Brody and I started taking Agility classes a few months ago and I can honestly say its the best decision I've ever made for us. He LOVES it! Our first class was a disaster, he was distracted and not very interested in working with me but now after our 9th session the instructor said she's very impressed with his focus and that's he's the most enthusiastic GSD she's ever has in class! It's such an amazing feeling to be truly connecting and communicating with your dog. We're definitely going to continue. Maybe we won't get to competition level but who cares right? Our bond is getting much stronger from just having fun and I couldnt be happier!


----------



## Laney (Feb 12, 2012)

This makes me SO happy to read! Rivers and I are starting agility classes in the summer and we are very excited! And this just made me even more excited! Thank you!
Congratulations on your growing bond and your talented GSD!


----------



## Courtney (Feb 12, 2010)

Big thumbs up to you & Brody!!!

I love training classes there is so much we can do with our GSD, I love the _partnership_ that comes from the bond of working together


----------



## llombardo (Dec 11, 2011)

How old is Brody?


----------



## jennyp (Jun 18, 2011)

llombardo said:


> How old is Brody?


He's 15 months.


----------



## Courtney (Feb 12, 2010)

That's around the age we started our first agility class. I wanted to make sure we were being careful & not putting too much stress on his joints. I think 12 months + is good.


----------



## llombardo (Dec 11, 2011)

Mine is 6.5 months and she does the small stuff like the tire, a jump that is about 4 inches and a tunnel. They don't allow dogs to start a real agility class until they are about a year. I can't wait, the trainer now calls my dog a bullet She sees the agility stuff go up and she waits at the line barking and lunging to go..we don't even have to run it with her, she just goes. I'm more worried about me having to run the whole course


----------



## JakodaCD OA (May 14, 2000)

GOOD JOB! you've know been officially bitten by the agility bug) Have fun and go for it)


----------



## MaggieRoseLee (Aug 17, 2001)

Keep having fun and try to get PICTURES and videos! So fun to watch, share and see how fast our pups improve!


----------



## DanielleOttoMom (May 11, 2010)

That's awesome!! Bonding time is great for you both. I'm glad ya'll are having a blast. Love to see some pictures.


----------



## wildo (Jul 27, 2006)

jennyp said:


> It's such an amazing feeling to be truly connecting and communicating with your dog. ... Our bond is getting much stronger from just having fun and I couldnt be happier!

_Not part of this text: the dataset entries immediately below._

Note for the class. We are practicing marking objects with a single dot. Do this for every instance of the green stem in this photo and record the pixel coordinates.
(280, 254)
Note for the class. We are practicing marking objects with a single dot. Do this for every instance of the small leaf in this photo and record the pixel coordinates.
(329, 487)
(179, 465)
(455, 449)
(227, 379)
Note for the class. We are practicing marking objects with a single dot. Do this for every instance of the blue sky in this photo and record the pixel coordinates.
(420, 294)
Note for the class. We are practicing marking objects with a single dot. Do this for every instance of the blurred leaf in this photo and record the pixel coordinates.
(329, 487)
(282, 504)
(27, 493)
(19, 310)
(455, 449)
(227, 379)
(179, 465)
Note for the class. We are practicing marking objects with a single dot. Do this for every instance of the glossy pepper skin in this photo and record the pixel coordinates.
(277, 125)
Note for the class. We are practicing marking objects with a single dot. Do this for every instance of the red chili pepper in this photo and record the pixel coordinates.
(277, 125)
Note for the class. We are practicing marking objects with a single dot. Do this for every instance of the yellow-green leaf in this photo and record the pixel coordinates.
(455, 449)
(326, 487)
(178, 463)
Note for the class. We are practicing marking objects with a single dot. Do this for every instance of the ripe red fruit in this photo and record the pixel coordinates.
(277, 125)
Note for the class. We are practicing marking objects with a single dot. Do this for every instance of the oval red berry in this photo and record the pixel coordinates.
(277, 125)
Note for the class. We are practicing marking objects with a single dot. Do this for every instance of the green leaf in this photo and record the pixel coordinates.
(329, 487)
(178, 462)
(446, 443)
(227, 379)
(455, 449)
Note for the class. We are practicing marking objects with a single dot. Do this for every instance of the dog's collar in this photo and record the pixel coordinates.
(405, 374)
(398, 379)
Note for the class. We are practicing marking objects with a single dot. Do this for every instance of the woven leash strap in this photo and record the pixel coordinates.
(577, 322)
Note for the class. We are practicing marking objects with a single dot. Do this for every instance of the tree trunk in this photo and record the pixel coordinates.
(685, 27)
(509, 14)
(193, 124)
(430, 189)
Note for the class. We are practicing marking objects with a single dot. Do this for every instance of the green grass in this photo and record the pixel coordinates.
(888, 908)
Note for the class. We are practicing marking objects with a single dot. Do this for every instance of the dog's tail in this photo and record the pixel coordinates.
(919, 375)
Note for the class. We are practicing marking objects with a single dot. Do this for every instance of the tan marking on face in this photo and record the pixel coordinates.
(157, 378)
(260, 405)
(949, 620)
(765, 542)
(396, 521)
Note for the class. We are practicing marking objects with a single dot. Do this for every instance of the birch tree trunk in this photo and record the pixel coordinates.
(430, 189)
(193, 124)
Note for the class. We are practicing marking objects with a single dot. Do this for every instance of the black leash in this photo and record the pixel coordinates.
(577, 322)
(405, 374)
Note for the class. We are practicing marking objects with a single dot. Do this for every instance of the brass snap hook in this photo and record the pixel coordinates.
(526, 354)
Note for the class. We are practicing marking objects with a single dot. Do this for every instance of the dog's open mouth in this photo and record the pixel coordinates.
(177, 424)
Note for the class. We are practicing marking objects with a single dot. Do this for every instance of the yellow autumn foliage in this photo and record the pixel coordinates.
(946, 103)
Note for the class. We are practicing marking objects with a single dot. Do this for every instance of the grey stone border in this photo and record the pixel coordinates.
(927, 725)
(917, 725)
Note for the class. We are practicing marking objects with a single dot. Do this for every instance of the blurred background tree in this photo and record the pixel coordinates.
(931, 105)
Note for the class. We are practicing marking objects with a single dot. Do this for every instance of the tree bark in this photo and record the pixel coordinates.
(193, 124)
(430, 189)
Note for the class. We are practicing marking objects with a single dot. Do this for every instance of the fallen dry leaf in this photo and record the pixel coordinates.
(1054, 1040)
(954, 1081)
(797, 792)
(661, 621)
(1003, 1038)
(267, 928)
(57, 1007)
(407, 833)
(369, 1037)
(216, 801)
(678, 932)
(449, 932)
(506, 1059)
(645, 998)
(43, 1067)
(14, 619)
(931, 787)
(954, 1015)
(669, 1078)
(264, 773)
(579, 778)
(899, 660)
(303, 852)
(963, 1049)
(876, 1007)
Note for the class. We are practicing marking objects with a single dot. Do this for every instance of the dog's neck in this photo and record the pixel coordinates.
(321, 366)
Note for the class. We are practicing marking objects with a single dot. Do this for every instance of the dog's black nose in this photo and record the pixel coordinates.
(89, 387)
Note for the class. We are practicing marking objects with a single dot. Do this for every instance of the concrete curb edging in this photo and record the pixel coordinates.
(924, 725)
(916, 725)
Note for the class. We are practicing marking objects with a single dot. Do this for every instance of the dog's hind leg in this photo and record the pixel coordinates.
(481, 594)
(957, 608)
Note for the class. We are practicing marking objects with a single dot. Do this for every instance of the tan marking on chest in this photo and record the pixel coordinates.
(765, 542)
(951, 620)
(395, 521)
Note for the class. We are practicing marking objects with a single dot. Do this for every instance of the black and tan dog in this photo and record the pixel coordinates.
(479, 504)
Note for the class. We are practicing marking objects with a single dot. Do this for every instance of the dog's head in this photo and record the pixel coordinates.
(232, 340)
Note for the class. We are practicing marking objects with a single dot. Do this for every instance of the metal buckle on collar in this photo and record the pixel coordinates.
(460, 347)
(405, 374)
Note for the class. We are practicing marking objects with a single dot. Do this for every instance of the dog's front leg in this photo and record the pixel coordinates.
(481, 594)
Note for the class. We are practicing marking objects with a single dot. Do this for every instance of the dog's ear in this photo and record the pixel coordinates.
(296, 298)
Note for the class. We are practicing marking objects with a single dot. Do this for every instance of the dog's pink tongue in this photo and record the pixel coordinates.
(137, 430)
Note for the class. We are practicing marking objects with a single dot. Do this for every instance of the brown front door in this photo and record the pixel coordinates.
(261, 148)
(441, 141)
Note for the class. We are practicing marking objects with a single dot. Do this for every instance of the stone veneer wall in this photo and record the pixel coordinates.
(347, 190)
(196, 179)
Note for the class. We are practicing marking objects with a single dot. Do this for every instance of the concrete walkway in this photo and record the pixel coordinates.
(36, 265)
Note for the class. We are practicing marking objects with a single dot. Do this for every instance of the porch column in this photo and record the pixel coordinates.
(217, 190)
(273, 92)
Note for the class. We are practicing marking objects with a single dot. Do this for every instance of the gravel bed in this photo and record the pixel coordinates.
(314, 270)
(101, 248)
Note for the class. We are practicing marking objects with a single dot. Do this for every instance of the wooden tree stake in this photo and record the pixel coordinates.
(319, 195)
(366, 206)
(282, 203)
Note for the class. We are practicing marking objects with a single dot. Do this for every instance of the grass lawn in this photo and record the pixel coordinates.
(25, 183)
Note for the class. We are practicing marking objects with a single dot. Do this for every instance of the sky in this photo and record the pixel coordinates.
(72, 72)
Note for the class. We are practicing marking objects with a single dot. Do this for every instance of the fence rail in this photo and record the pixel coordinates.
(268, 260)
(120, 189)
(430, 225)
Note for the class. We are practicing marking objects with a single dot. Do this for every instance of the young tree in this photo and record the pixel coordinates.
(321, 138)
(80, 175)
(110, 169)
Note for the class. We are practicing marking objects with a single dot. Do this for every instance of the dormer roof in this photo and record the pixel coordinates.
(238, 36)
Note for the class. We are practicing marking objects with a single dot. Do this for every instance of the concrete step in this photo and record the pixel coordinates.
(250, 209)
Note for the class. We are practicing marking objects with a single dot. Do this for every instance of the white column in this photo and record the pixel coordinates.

In my opinion, there are few sports that allow you to accomplish this like agility does. I think it is accomplished because BOTH of you are required to do a job _together_ which is different than a lot of sports. This is without question the main reason that I love agility so much. Nothing like being on a split-second, same page, communication base with your dog and the bond established from such. Keep it up!


----------